Si notre époque s’est rendue incapable de Dieu, c’est en effet parce qu’elle ne conçoit plus la connaissance que comme une active conquête de la vérité. Le scientifique est, à la suite de Galilée, un essayeur: scalpel en main, il traque la vérité dans des protocoles expérimentaux. Cette méthode est efficace. Il est cependant remarquable que les vérités qu’une telle méthode découvre n’ont rien à dire à l’homme: elles ne lui parlent pas de lui mais de processus mécaniques ou physico-chimiques. Elles lui disent comment le monde est fait mais non pas comment y habiter. Tout se passe comme si l’active conquête de la vérité tuait en elle ce qu’il y a de vivifiant pour l’homme.
C’est pourquoi il faut une autre méthode. Car, à côté de ces vérités mortes, que la science collectionne comme autant de trophées, il existe, selon Simone Weil, des vérités agissantes, vivifiantes. De telles vérités interpellent l’homme, répondent à son désir de trouver le sens de son humanité. Elles ne lui disent pas, à la manière des sciences physiques, que la chute d’un corps dans le vide est uniformément accéléré mais, par exemple, que la vie humaine trouve son plein accomplissement dans le libre renoncement à soi pour l’autre.
Ces vérités sont une nourriture pour l’homme. Elles se reconnaissent en ceci qu’elles viennent à l’homme, pour peu qu’il leur offre son hospitalité, c’est-à-dire son attention. Il ne s’agit pas de conquérir, mais, tout au contraire, de contenir en soi assez de vide, assez d’espace, pour devenir une terre d’accueil.

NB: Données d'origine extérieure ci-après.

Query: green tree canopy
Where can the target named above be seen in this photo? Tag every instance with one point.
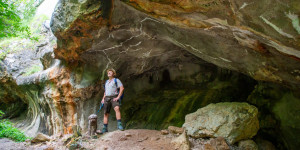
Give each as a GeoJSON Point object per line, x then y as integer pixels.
{"type": "Point", "coordinates": [14, 17]}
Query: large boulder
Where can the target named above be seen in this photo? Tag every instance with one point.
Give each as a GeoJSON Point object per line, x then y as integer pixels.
{"type": "Point", "coordinates": [232, 120]}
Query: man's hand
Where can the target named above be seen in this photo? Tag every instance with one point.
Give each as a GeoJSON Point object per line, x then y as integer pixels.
{"type": "Point", "coordinates": [117, 98]}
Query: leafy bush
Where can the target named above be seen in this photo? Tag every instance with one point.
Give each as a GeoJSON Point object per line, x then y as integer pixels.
{"type": "Point", "coordinates": [14, 17]}
{"type": "Point", "coordinates": [33, 70]}
{"type": "Point", "coordinates": [7, 130]}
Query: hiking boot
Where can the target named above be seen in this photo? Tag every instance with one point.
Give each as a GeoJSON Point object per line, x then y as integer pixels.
{"type": "Point", "coordinates": [104, 130]}
{"type": "Point", "coordinates": [120, 127]}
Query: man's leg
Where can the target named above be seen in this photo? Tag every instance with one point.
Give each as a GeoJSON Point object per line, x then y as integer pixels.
{"type": "Point", "coordinates": [118, 116]}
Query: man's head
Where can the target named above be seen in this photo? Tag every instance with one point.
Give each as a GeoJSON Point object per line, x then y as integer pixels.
{"type": "Point", "coordinates": [111, 72]}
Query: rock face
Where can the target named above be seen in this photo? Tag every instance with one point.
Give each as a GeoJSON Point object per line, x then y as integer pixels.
{"type": "Point", "coordinates": [233, 121]}
{"type": "Point", "coordinates": [173, 56]}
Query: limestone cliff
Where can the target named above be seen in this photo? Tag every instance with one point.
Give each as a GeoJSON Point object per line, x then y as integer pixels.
{"type": "Point", "coordinates": [173, 56]}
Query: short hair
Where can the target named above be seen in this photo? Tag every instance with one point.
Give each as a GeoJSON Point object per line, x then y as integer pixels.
{"type": "Point", "coordinates": [113, 70]}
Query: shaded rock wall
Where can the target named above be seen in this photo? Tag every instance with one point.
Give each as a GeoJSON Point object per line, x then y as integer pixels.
{"type": "Point", "coordinates": [172, 60]}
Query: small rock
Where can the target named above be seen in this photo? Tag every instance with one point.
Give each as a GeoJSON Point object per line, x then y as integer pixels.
{"type": "Point", "coordinates": [155, 138]}
{"type": "Point", "coordinates": [248, 145]}
{"type": "Point", "coordinates": [141, 140]}
{"type": "Point", "coordinates": [181, 142]}
{"type": "Point", "coordinates": [40, 138]}
{"type": "Point", "coordinates": [175, 130]}
{"type": "Point", "coordinates": [164, 132]}
{"type": "Point", "coordinates": [122, 139]}
{"type": "Point", "coordinates": [216, 143]}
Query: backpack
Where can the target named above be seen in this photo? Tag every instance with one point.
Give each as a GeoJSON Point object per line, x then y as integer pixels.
{"type": "Point", "coordinates": [118, 89]}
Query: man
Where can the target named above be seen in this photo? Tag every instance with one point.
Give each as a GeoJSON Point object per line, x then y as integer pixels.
{"type": "Point", "coordinates": [111, 99]}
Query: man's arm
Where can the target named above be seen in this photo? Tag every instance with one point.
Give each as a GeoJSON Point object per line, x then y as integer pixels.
{"type": "Point", "coordinates": [103, 98]}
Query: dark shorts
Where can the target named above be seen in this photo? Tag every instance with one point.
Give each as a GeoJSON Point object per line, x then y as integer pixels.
{"type": "Point", "coordinates": [108, 103]}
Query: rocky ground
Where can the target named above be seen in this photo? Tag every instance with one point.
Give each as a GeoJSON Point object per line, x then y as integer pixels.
{"type": "Point", "coordinates": [133, 139]}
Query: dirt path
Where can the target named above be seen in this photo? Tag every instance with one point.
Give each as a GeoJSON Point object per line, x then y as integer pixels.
{"type": "Point", "coordinates": [117, 140]}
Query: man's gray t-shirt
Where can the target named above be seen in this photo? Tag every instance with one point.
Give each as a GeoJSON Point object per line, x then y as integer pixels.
{"type": "Point", "coordinates": [110, 87]}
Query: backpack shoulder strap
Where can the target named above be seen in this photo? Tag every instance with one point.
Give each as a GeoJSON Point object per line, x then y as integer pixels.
{"type": "Point", "coordinates": [116, 82]}
{"type": "Point", "coordinates": [105, 84]}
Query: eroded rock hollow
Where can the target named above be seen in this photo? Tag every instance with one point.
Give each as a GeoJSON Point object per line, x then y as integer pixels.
{"type": "Point", "coordinates": [173, 56]}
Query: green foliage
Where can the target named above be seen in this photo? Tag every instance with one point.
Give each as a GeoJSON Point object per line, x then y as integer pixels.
{"type": "Point", "coordinates": [33, 70]}
{"type": "Point", "coordinates": [14, 17]}
{"type": "Point", "coordinates": [7, 130]}
{"type": "Point", "coordinates": [14, 44]}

C’est là le premier geste de toute prière: Dire, comme Samuel, «parle mon Dieu, ton serviteur écoute» (I Sam 3,10). Ou même, plus simplement: «Je suis là», ne demandant rien, ne cherchant rien, se tenant prêt à endurer le silence, si c’est de cela que Dieu veut nous nourrir.(…)
Qui veut recueillir un peu d’eau ne doit pas empoigner celle-ci mais, au contraire, creuser sa main. Le poing crispé n’aura capturé que sa propre crispation. Au contraire, le désir qui œuvre, dans l’attention, a la patience de se creuser d’abord pour se laisser emplir. Il est à remarquer que la prière qui demande «que ta volonté soit faite» se présente à Dieu les mains vides – vides parce qu’ouvertes.